When using force_full_page_ocr=True to handle PDFs with problematic fonts, GLYPH artifacts still appear in table content. The OCR correctly replaces textline_cells, but TableStructureModel uses word_cells from the PDF backend which still contains the corrupted text.

Steps to Reproduce

  1. Process a PDF with problematic fonts (Type3 fonts or fonts with missing ToUnicode CMap)
  2. Enable force_full_page_ocr=True in OCR options
  3. Extract tables from the document

Expected Behavior

All extracted text, including table content, should use OCR-extracted text when force_full_page_ocr=True.

Actual Behavior

Table content contains GLYPH artifacts like:

GLYPH<c=1,font=/AAAAAH+font000000002ed64673> GLYPH<c=1,font=/AAAAAH+font000000002ed64673>

Root Cause Analysis

I traced through the code and identified the issue:

  1. PagePreprocessingModel populates page.parsed_page with cells from the PDF backend:

    • textline_cells - line-level text (may contain GLYPHs)
    • word_cells - word-level text (may contain GLYPHs)
    • char_cells - character-level text (may contain GLYPHs)
  2. OCR Model (base_ocr_model.py) with force_full_page_ocr=True:

    • Correctly replaces page.parsed_page.textline_cells with OCR text ✅
    • Does NOT clear word_cells or char_cells
  3. TableStructureModel (table_structure_model.py, lines 224-236):

    sp = page._backend.get_segmented_page()
    if sp is not None:
        tcells = sp.get_cells_in_bbox(
            cell_unit=TextCellUnit.WORD,  # Requests word-level cells
            bbox=table_cluster.bbox,
        )
        if len(tcells) == 0:
            tcells = table_cluster.cells  # Only falls back if EMPTY

    The fallback to OCR cells only triggers when word_cells is empty, not when it contains garbage.

Environment

  • docling version: 2.64.0
  • Python version: 3.12
  • OS: Linux (Docker container)

Possible Solutions

Option A: Clear word/char cells in OCR model (minimal change)

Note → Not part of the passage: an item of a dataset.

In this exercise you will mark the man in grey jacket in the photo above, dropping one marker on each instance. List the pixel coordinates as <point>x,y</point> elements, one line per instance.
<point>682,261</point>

When force_full_page_ocr=True, also clear word_cells and char_cells in post_process_cells():

if self.options.force_full_page_ocr:
    page.parsed_page.word_cells = []
    page.parsed_page.char_cells = []
    page.parsed_page.has_words = False
    page.parsed_page.has_chars = False

Pros: Simple, semantic consistency (if PDF text is unreliable, all levels are unreliable)
Cons: Loses word-level accuracy even for valid portions

Option B: GLYPH detection in TableStructureModel (surgical)

Check for GLYPH patterns before using word cells:

def _contains_glyph_artifacts(self, cells):
    import re
    glyph_pattern = re.compile(r"GLYPH<[^>]+>")
    return any(glyph_pattern.search(c.text) for c in cells)

# In predict_tables():
if len(tcells) == 0 or self._contains_glyph_artifacts(tcells):
    tcells = table_cluster.cells

Pros: Preserves word-level accuracy where valid
Cons: More code, pattern matching overhead


I have a working fix for Option A that I've tested successfully. Happy to submit a PR or discuss alternative approaches.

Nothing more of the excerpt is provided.